Juan Ramón Brevé Vargas
- Interactive map of Juan Ramón Brevé Vargas
- Full name: Estadio Juan Ramón Brevé Vargas
- Location: Juticalpa, Honduras
- Owner: Juticalpa Municipality
- Capacity: 20,000
- Surface: GrassMaster
- Field size: 100 x 65 m

Construction
- Groundbreaking: 2008
- Built: 2008–2015
- Opened: 12 July 2015; 11 years ago
- Cost: L40,000,000.00
- Architect: Fernando Zaldívar

Tenants
- Juticalpa F.C. Olancho FC

= Estadio Juan Ramón Brevé Vargas =

Estadio Juan Ramón Brevé Vargas is a soccer venue in Juticalpa, Olancho, Honduras. It is the headquarters of Juticalpa F.C. and Olancho FC, both of the Honduran Liga Nacional. It was inaugurated in July 2015.

==First game==
The first official game was played on Sunday 9 August 2015 between hosts Juticalpa F.C. and Real C.D. España for the game week two of the 2015–16 Honduran Liga Nacional season. The match ended with a 2–0 victory for the home team. The first official goal was scored by Real España's defender Wilfredo Barahona in his own net.
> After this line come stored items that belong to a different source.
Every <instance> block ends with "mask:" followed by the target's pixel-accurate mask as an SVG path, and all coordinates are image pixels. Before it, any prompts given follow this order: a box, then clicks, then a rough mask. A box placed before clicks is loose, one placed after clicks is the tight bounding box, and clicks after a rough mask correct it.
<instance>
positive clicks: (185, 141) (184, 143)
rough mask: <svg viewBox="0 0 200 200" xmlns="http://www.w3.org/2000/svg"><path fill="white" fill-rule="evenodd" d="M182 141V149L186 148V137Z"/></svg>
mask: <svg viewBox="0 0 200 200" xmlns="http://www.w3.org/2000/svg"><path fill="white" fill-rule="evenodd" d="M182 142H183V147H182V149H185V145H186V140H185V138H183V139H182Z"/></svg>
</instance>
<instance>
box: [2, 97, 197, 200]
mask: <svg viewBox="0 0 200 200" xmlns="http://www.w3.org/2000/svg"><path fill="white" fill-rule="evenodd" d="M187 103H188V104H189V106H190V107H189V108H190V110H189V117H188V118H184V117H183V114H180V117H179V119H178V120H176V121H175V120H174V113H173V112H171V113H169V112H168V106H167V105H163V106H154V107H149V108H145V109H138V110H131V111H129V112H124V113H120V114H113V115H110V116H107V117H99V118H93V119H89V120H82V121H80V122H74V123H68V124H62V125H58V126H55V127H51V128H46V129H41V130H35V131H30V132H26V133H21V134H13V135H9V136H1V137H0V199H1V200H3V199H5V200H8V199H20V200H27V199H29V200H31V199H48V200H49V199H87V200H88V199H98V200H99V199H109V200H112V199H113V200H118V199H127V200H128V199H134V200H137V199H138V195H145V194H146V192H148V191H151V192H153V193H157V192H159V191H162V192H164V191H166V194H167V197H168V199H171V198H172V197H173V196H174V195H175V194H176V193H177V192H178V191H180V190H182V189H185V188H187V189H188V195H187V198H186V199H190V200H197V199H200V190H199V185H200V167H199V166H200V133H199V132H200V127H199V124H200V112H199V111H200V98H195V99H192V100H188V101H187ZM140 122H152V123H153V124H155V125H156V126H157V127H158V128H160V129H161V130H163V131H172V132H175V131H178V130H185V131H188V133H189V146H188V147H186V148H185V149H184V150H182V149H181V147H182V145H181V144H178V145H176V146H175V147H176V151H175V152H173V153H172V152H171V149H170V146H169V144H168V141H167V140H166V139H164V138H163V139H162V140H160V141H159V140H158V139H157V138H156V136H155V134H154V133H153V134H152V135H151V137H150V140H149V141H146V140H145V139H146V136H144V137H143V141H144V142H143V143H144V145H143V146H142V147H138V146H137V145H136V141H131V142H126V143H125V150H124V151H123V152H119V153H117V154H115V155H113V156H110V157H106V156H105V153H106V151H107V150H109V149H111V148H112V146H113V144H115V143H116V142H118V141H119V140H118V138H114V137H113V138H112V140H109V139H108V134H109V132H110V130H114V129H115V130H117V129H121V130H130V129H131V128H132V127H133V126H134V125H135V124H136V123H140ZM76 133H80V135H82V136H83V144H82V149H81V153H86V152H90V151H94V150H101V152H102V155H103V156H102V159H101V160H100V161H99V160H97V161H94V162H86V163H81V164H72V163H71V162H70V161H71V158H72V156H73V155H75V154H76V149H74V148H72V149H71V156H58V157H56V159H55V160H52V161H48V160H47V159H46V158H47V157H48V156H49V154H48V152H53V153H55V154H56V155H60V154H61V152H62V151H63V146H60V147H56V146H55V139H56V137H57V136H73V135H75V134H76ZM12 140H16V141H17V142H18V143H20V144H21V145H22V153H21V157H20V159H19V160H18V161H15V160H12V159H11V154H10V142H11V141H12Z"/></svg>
It was also Juticalpa's first ever game in first division.

Juticalpa 2-0 Real España
  Juticalpa: Barahona 28', Ocampo 76'

==First hat-trick==
On 18 August 2016, Juticalpa F.C.'s midfielder Carlos Lanza became the first player to score a hat-trick at Estadio Juan Ramón Brevé Vargas in the 3–1 home team's victory over C.D. Social Sol.